Тоже мать — сыра земля…
Кто-то бывал у этих могил уже не раз. Нынешний приезд у них не первый. И печаль, которая его сопровождает, тоже имеет свои особенности. В ней уже нет былой горячечности и безысходности. Перегорело, притерлось, почти смирилось с реальностью вечной разлуки. Тут уже больше тихой, п е ч а л ь н о й радости, нежели надрыва. Печальной радости от встречи — пусть хотя бы такой. Если вообще соединимы эти слова: печаль и радость.

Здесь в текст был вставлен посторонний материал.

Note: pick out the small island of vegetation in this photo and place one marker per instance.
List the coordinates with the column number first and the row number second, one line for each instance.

Можно ли было остаться безучастными ко всему происходящему здесь? Ни у кого из вас не лежал под здешними плитами ни отец, ни брат, не наши однополчане встречались, но вы тоже были захвачены и этой печалью, и этой радостью. Первыми, как самые легкие, невесомые, были подхвачены ими муртагинские дочки. На одной из плит они по слогам прочитали женское имя — «М а - р и - я» (на фамилию у девчурок грамоты не хватило) и положили к ней свои букетики. У этой могилы никого не было, но одна из женщин, находившаяся рядом, у другой могилы, заметила их, то, как они осторожно укладывали пролески поближе к изголовью, подошла, присела возле них на корточки, прижала к большой, непокрытой, поседевшей своей голове их темненькие, точеные, на бутоны похожие головенки.
И заплакала.
И девчонки тоже, подчиняясь какой-то особенной, тайной, еще и им самим непонятной женской цепной реакции, вспыхнули, как две соседние спички, заплакали. Не капризно, не канюча, не обиженно. Плакали маленькие-маленькие женщины, маленькие-маленькие матери, маленькие-маленькие жены, может быть, маленькие-маленькие вдовы. И их негромкие голоса естественно обозначились, отразились в этой разноголосице. Разноголосице, в которой и в силу ее сдержанности, настроения, и какого-то общего, длящегося, мощно и незаметно-властно организующего все окружающие звуки аккорда, было что-то от хорала.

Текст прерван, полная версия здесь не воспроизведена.